C’est en début d’après-midi que pour une raison encore inconnue la Gazelle Viviane a percuté le sol. L’hélicoptère et ses trois membres d’équipage, appartenant tous au 3ème Régiment d’Hélicoptères de Combat, réalisaient un vol d’entraînement en vue d’un exercice de nuit. L’appareil a heurté le sol au niveau d’une pelouse.

Sous l’impact le rotor principal de la Gazelle Viviane s’est fracassé, endommageant le cockpit de l’hélicoptère. De ce fait les sapeurs-pompiers du SDIS 55 ont été obligé d’avoir recours à des manœuvres de désincarcération comme lors d’un accident de la route afin de découper les portes et d’accéder à l’équipage. La queue de l’hélicoptère s’est lourdement affaissée conduisant le rotor type Fenestron à s’enfoncer de quelques centimètres dans l’herbe. On ignore si l’hélicoptère revolera un jour !

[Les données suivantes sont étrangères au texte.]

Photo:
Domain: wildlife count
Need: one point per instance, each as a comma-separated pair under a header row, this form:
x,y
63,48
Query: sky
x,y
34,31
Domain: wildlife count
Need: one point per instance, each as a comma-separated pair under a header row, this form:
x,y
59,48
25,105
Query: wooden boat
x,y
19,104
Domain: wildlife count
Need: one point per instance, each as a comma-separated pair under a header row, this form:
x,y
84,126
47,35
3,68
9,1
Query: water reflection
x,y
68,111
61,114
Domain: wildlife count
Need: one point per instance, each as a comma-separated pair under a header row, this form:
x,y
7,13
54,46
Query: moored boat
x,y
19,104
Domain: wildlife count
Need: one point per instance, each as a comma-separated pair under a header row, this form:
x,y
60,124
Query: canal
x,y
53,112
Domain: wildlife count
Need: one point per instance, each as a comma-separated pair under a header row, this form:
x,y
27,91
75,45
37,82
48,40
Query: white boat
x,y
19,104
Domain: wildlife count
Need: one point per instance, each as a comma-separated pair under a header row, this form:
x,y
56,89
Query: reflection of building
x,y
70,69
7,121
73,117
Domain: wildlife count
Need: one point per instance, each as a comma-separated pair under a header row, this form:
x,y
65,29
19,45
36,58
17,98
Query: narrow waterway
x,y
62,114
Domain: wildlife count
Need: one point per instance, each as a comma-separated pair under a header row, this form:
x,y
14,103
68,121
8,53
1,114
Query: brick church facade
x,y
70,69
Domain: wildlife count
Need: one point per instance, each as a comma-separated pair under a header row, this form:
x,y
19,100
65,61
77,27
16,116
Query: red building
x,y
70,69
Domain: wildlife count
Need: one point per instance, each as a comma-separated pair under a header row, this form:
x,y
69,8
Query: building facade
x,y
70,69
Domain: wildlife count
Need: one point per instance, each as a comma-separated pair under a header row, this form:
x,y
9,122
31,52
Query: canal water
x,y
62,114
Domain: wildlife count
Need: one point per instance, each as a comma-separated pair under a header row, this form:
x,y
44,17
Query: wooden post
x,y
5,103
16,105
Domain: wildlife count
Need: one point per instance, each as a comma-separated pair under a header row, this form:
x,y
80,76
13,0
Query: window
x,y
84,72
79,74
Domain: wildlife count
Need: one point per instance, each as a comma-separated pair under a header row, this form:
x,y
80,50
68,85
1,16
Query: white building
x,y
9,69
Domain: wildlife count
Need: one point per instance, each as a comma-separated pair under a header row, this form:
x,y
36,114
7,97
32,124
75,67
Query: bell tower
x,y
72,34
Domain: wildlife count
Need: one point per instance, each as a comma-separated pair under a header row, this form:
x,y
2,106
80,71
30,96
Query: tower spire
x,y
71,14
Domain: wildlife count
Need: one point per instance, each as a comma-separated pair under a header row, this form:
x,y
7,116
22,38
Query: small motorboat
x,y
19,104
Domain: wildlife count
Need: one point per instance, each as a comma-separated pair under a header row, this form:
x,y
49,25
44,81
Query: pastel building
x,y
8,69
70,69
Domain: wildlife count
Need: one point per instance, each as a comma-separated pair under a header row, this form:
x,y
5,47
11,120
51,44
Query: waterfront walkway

L’enquête a été confiée à l’Aviation Légère de l’Armée de Terre elle-même, en relation avec les services départementaux de la Gendarmerie Nationale. Il s’agit notamment de définir les torts éventuels des uns et des autres mais aussi de savoir si l’accident a été causé par l’hélicoptère lui-même ou bien par une cause tiers. Les premiers éléments laissent entrevoir une météo clémente sur la région au moment de l’écrasement.

Quelques minutes avant l’accident le monoturbine venait de décoller du terrain civil des Hauts-de-Chée après un vol de liaisons depuis sa base d’Étain. C’est d’ailleurs à quelques dizaines de mètres de cet aérodrome que l’accident a eu lieu, ce qui explique entre autres la très grande rapidité d’intervention des services de secours.

Photo © Ministère des armées.

6 COMMENTAIRES

  1. Lors d’un crash d’une Gazelle Viviane, l’une des parties dangereuse pour le pilote est le viseur laser/infrarouge situé au dessus de sa tête. Celui-ci pesant 70kg, lors de son installation les verrières ont du être renforcées d’un arceau de sécurité afin d’empêcher tout écrasement du pilote lors d’un choque vertical.
    L’arceau a bien joué son rôle dans cette accident, puisque la pilote (c’était une femme) s’en sort avec de légères blessures.

    • Aïe ! Préciser que c’était une femme, je ne suis pas fan. Et féminiser les noms masculins je trouve cela ridicule :/
      pilote : nom masculin. C’est tout.
      Ce n’est pas contre toi François, c’est juste que je n’aime pas quand les médias font dans le détail alors que ça n’apporte rien (le pire pour moi c’est le décompte des nationalités ou du nombres d’enfants dans un accident/attentat).

      et sinon, elle était blanche… ou noire ? Blonde ou brune ? :p

      • Pour rebondir sur votre propos je ne vois pas ce qu’il y a de gênant à parler d’une pilote ! C’est une femme c’est normal de féminiser sa profession. C’est dans l’air du temps en plus.

        • Bin moi non plus, c’est pourquoi je ne comprends pas qu’on le précise.
          D’autant que là c’est un accident, c’est donc plus notable de préciser qu’il s’agit d’une femme ? C’est un pilote POINT.
          Et pilote : nom masculin (d’après larousse.fr)

      • Oh la la, il faut arrêter de revenir sur ce genre de sujet, c’est une femme, un point c’est tout, pas la peine d’en faire une histoire.

        Pour revenir sur le propos du viseur, je crois que c’est d’ailleurs ce même viseur fut une cause du décès du lieutenant Mathieu Gaudin lors de son crash en Afghanistan en 2011, d’après ce que j’ai pu lire du témoignage de sa femme recueilli dans « Paroles de soldats ». Un ouvrage que je recommande, en passant.

      • Oui MacGivre votre avis se tient. J’ai précisé le sexe du pilote car les femmes restent encore une exception à ce poste, bien qu’avec 16%, le taux de féminisation de l’armée française est le plus élevé d’Europe. Le chiffre descends toutefois à 15.3% sans la gendarmerie (17 .5% dans la gendarmerie).